I'm going to break with tradition and write about something I've enjoyed recently about Slate rather than something about which I have ants in the pants. Throughout the year and a half that I've been reading his column in Slate, the tone of Jacob Weisberg's columns has consistently been somewhat cynical and worldly about the political process he covers. In recent columns, however, I have greatly enjoyed seeing his intelligent skepticism pointed as much toward the media as toward the politicians. What's most noticeable about his columns on the Clinton scandal is that his viewpoint is unique among all those emanating from Washington. It's not a James Carville-style partisan critique (one could hardly peg Weisberg as a Clinton fan), and it's not a Molly Ivins-style "quit drooling over inconsequential sex" critique. It's a critique that takes on the cultural attitude and assumptions of the press and how those assumptions slant their journalism, and it's refreshing.


The most recent column ("Betty and Monica") makes a much-needed point about the subtly condescending nature of traditional journalism's attitude toward successful blacks (a column in the future might explore the press' similar attitude toward the Southern population of the country). From the article about the Georgetown establishment's distaste for the Clintons through the "Dispatch" entries and the column about why the press feels the need to take Clinton down, I have greatly enjoyed Weisberg's writings. More importantly--and much rarer--I have learned a lot. Keep up the good work.

--Chris ColonSeattle

I'm King of the 14-Year-Old Imagination!

David Plotz does a lovely, lovely job on the absolutely deserving Joe Eszterhas ("Assessment").
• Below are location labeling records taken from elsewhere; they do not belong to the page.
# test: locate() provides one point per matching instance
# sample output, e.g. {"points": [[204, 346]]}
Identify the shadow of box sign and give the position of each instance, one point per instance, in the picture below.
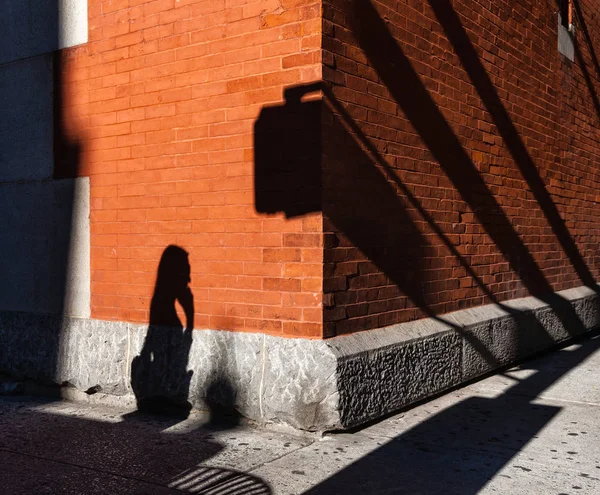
{"points": [[287, 146]]}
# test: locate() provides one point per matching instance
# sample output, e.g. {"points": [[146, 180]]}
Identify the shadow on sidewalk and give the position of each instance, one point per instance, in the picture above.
{"points": [[46, 452]]}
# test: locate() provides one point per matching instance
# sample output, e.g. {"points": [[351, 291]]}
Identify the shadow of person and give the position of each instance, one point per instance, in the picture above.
{"points": [[159, 376]]}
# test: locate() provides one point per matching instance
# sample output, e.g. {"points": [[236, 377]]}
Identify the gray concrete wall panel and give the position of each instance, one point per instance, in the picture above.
{"points": [[309, 384], [44, 252], [26, 127], [35, 27]]}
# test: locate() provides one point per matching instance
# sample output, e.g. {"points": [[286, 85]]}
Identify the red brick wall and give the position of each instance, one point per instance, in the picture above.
{"points": [[460, 156], [164, 98], [458, 162]]}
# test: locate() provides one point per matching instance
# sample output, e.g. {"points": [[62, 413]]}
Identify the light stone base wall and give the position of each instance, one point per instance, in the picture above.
{"points": [[309, 384]]}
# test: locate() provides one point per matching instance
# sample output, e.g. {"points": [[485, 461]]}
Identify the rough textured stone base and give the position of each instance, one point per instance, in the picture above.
{"points": [[309, 384]]}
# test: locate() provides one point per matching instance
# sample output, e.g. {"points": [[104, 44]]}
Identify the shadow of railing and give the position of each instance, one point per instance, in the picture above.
{"points": [[460, 449], [464, 49], [39, 249], [144, 454]]}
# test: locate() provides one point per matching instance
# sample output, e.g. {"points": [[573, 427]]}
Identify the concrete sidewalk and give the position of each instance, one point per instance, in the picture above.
{"points": [[533, 429]]}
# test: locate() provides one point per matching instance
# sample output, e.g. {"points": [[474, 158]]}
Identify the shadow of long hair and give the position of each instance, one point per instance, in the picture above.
{"points": [[159, 376]]}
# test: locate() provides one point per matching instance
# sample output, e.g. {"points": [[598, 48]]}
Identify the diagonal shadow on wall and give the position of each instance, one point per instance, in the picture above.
{"points": [[464, 49]]}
I've followed Eszterhas' leaden touch since F.I.S.T., and for my diligence, got written into Burn Hollywood Burn, complete with an invitation to play "myself," Sheila Benson. When calm legal heads of my acquaintance advised him that neither I nor my name were available, he changed it, I see, to "Sheila Maslin." Still and all, I have to say that the title of king of the 14-year-old imagination still unequivocally rests with James Cameron, and Monday night be damned.